A student from the in Tarzana is among a field of 278 competitors in the Scripps National Spelling Bee, which begins today in National Harbor, Md.
Nickan Fayyazi, a 12-year-old seventh-grader at Portola, will be among students taking a 50-word computer spelling test today at the Gaylord National Resort and Convention Center, with 25 of the words counting toward the score.
Nickan said his best subject is math, his favorite sport is skiing, but he also enjoys snowboarding and tennis, speaks French and Farsi, aspires to be an engineer and has a cat named Bijou.
On Wednesday, the spellers will take part in rounds two and three; these are conducted on stage and require students to spell one word in each round. Spellers earn three points for each correctly spelled word, giving each speller the chance to earn up to 31 points in the first three rounds. At the end of round three, the field will be reduced to a maximum of 50 spellers.
The semifinal and championship rounds will be held Thursday, with a contestant eliminated after he or she misspells a word. Rounds two and three can be seen on the broadband network ESPN3.com beginning at 5 a.m. Wednesday. ESPN2 will carry the semifinals from 7 a.m.-10 a.m. Thursday.
The championship finals will be on ESPN from 5-7 p.m. Thursday. Throughout the entire competition, ESPN3.com will carry a second ``play along'' version, which viewers can watch without seeing the word so they can test their spelling skills against the champion spellers.
The bee is limited to students in eighth grade or below, with contestants ranging in age from 6 -- Lori Anne Madison of Woodbridge, Va., the youngest speller on record -- to 15 years old.
The winner of the bee will receive $30,000 from Scripps, which owns television stations and newspapers; a $5,000 scholarship from the Sigma Phi Epsilon Educational Foundation; $2,600 in reference works from Encyclopaedia Britannica, including its final print edition, and a lifetime membership to Britannica Online Premium; a $2,500 U.S. savings bond; a complete reference library from the dictionary publisher Merriam-Webster; and a Nook Color and online language course from Middlebury Interactive Languages.

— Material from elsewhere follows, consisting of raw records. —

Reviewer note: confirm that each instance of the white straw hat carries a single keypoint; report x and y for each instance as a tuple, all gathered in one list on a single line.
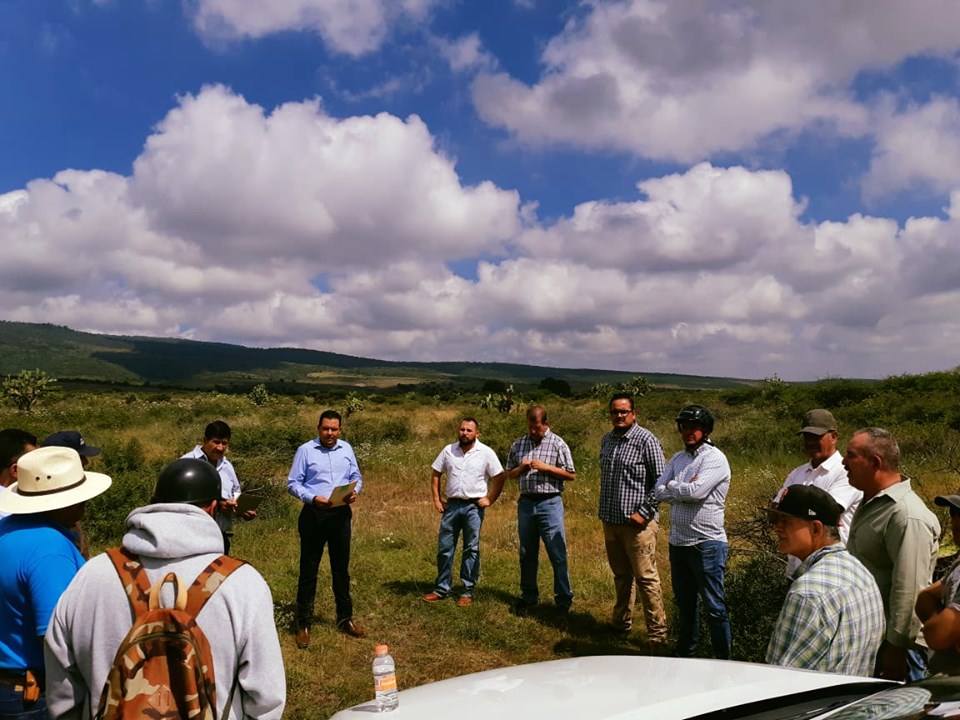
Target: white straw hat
[(51, 478)]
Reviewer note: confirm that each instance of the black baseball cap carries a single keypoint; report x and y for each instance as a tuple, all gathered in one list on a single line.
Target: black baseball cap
[(72, 439), (809, 503)]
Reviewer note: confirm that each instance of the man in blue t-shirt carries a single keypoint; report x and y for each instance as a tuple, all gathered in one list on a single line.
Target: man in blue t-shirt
[(39, 561)]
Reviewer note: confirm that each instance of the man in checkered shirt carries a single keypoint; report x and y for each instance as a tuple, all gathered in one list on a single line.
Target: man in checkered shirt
[(695, 484), (631, 460), (542, 462), (832, 619)]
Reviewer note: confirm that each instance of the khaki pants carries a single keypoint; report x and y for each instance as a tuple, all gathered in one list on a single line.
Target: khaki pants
[(632, 554)]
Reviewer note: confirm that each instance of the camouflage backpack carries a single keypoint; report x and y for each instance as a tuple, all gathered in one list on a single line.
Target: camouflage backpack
[(164, 667)]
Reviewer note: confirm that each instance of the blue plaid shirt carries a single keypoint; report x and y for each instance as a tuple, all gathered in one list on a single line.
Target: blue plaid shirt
[(696, 488), (553, 451), (629, 467), (832, 619)]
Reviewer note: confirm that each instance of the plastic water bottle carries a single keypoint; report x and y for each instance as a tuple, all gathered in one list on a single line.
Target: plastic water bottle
[(385, 679)]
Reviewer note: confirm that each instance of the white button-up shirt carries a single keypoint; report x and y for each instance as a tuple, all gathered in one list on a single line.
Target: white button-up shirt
[(467, 473), (830, 475)]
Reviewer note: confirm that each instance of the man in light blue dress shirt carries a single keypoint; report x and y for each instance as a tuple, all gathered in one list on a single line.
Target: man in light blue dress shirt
[(319, 468)]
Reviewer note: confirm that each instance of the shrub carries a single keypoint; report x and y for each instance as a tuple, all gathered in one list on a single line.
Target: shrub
[(26, 387), (259, 395)]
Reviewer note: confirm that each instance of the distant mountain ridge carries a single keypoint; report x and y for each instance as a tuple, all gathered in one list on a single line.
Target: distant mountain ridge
[(112, 359)]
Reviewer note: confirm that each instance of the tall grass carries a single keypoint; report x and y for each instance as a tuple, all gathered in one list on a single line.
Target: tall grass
[(394, 541)]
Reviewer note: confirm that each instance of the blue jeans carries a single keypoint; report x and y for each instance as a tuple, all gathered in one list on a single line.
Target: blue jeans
[(460, 516), (543, 519), (916, 664), (697, 573), (12, 707)]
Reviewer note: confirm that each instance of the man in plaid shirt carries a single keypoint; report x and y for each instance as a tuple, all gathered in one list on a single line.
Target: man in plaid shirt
[(695, 483), (542, 462), (832, 619), (631, 460)]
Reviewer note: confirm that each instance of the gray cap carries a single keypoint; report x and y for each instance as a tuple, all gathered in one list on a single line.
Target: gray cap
[(818, 422)]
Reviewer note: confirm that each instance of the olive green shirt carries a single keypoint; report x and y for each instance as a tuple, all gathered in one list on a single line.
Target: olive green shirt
[(896, 536)]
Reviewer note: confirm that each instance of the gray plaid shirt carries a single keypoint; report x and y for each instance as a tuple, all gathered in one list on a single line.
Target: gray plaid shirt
[(696, 488), (553, 451), (629, 467)]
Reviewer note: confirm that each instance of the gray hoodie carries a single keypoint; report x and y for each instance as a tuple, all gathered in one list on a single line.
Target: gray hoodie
[(93, 616)]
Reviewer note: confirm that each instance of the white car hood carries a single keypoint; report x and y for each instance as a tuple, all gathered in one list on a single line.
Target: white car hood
[(603, 688)]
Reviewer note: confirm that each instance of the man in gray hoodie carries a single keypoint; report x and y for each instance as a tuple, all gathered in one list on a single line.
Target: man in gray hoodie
[(177, 533)]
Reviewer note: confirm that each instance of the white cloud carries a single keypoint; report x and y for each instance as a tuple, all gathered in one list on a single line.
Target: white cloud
[(466, 54), (292, 227), (688, 80), (916, 147), (351, 27)]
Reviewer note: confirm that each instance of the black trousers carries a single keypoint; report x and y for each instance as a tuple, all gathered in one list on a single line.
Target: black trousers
[(329, 528)]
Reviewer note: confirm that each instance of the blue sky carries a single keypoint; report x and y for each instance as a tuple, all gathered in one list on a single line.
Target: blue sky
[(738, 189)]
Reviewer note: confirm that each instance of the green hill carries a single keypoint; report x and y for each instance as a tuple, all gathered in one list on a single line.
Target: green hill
[(70, 355)]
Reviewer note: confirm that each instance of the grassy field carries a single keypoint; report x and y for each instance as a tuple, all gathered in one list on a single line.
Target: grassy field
[(394, 541)]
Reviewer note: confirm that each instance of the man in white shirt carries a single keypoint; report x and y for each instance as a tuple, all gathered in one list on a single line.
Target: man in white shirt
[(825, 471), (468, 464)]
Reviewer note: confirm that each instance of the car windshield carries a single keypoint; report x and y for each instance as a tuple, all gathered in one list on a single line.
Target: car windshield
[(799, 706), (937, 697)]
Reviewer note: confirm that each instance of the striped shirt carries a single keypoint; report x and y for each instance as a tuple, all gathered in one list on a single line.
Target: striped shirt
[(551, 450), (832, 619), (696, 487), (629, 467)]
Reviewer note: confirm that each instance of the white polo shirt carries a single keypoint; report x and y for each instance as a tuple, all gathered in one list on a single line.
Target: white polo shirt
[(467, 473), (830, 475)]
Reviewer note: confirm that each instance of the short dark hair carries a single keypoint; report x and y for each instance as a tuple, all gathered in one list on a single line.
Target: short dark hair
[(330, 415), (12, 444), (537, 412), (217, 429)]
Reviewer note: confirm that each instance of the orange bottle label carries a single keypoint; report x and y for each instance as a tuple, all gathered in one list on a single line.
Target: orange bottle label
[(386, 682)]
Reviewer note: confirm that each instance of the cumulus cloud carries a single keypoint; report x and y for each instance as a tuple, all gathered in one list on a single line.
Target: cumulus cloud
[(685, 81), (293, 227), (466, 54), (351, 27), (916, 147)]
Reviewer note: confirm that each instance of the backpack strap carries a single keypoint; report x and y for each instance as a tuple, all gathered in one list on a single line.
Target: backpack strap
[(208, 581), (133, 578)]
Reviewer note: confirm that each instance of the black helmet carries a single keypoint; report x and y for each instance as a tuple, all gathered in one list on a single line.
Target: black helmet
[(696, 415), (187, 480)]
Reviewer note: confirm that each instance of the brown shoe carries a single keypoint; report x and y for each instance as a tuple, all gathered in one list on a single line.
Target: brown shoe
[(349, 627)]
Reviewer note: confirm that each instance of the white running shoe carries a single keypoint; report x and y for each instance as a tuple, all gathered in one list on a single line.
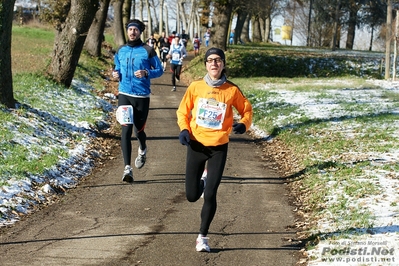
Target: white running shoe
[(128, 174), (204, 177), (141, 158), (202, 244)]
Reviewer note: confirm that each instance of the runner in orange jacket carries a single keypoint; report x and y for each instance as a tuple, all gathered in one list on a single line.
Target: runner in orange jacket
[(205, 118)]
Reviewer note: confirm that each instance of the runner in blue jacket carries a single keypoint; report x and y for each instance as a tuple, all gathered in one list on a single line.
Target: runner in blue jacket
[(136, 63)]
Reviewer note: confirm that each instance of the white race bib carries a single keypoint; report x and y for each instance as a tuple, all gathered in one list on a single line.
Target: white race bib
[(124, 114), (210, 113)]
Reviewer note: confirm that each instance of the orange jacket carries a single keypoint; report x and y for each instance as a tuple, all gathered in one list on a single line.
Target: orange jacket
[(207, 113)]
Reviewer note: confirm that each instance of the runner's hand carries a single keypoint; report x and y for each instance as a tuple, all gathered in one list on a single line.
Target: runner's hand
[(239, 128), (184, 137)]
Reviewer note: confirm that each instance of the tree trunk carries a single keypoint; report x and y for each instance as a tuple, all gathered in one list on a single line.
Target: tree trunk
[(241, 18), (244, 37), (351, 28), (256, 35), (221, 20), (69, 40), (6, 87), (335, 27), (388, 40), (119, 29), (161, 15), (308, 37), (149, 22), (95, 37), (126, 11)]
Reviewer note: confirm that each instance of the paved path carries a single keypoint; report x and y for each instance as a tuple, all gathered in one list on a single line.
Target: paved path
[(107, 222)]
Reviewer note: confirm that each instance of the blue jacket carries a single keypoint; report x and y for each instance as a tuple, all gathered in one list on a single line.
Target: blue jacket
[(129, 59)]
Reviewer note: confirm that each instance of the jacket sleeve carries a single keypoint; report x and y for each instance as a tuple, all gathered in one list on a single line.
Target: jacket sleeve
[(184, 111)]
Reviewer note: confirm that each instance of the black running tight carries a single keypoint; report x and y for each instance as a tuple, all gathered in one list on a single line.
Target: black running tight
[(197, 156)]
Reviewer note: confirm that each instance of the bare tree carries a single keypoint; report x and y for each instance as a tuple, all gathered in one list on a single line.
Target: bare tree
[(6, 87), (95, 36), (69, 40), (126, 11), (161, 8), (119, 29), (221, 20), (149, 19), (388, 40)]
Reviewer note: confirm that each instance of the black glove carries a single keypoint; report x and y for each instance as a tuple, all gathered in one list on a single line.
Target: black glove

The field consists of students who won locally sponsored bees in all 50 states and the District of Columbia, along with American Samoa, Guam, Puerto Rico, the U.S. Virgin Islands and Department of Defense schools in Europe. Eight foreign nations are also represented: the Bahamas, Canada, China, Ghana, Jamaica, Japan, New Zealand and South Korea. Southern California has produced only one champion of the Scripps National Spelling Bee, which began in 1925: Anurag Kashyap of Poway, the 2005 winner.